At 53.5 million workers, millennials now represent the largest number of people in the workforce, surpassing Generation X in 2015, according to a new study conducted by Blue Research on behalf of WebMD Health Services. With both millennials and Gen X making up 34% of the workforce and baby boomers at 29%, the findings underscore the role of digital fluency, the rise of healthcare consumerism and the impact of work-life demands on the generations in the U.S. workforce.
“Clearly, millennials are more open to digital health technologies and wellness solutions, and they are driving the healthcare provider community on the need for greater convenience and accessibility,” says Dr. Michael Sokol, chief medical officer for WebMD Health Services. “At the same time, the findings suggest significant engagement gaps with Gen Xers and boomers, who may be at a point in their lives when they can most benefit from wellness solutions.”
When asked about the use and interest in digital health technologies, nearly half of millennials, at 45%, say they currently use these technologies; 34% indicated that they plan to do so. By comparison, less than one-third of Gen Xers and only 14% of boomers currently use digital health technologies and only 26% and 10% plan to do so.

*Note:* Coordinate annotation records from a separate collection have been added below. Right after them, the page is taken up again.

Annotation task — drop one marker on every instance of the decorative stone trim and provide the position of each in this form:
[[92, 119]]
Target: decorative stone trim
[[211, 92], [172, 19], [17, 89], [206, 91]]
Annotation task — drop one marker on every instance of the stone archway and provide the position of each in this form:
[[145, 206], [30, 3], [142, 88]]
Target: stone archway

Awareness and use of wellness programs in the workplace run parallel with these numbers, with 71% of millennials utilizing their wellness programs, while 56% gen Xers and 49% of boomers use theirs.

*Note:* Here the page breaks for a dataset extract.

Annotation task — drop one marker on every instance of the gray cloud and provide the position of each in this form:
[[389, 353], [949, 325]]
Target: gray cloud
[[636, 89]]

“Since wellness is too important to leave any segment of the workforce behind, it’s crucial that employers and health plans recognize these differences and personalize solutions and communications to be generationally relevant,” Sokol says.
Jeff Oldham, vice president of consumer strategies at Benefitfocus, says anyone who bets against technology or does not utilize the health technologies available to them need to understand that this is not going to change and resistance is not really an option.
“When it comes to healthcare, millennials are driving the migration to virtual healthcare,” Oldham says. “They are disrupting benefits. I don’t mean that as a negative like they are kicking out old insurance methods, but they are disrupting it for the good.”
Millennials are also showing greater concern for the future of their health, with the majority of millennials, at 72%, indicating they exercise at least once or twice a week. Gen Xers remain on par with millennials in this respect, but boomers drop to 57% when asked about their physical upkeep.
Millennials take on saving for retirement
Concern for the future of their physical health is not the only point of wellness millennials are cognizant about, but their financial wellness as well in terms of prepping for retirement.
Tom Parks, director of retirement services at Annex Wealth Management, says that even though millennials may not be saving much now for their retirement, the fact that they are asking questions about how much to put into their 401(k) or other retirement plans is a major step in the right direction.
“The fact that they are even having a conversation about that is encouraging,” Park says. “Millennials know they should save, which is half the battle because we don’t have to convince them that they should save.”
Similar to how health and wellness management is moving to a tech-focused position; financial wellness should also be doing the same through mobile technology. In fact by 2018, the next generation of digital technology will impact around $2.67 trillion in the financial services sector, according to a recent study by Cognizant’s Center for the Future of Work and Roubini Global Economics.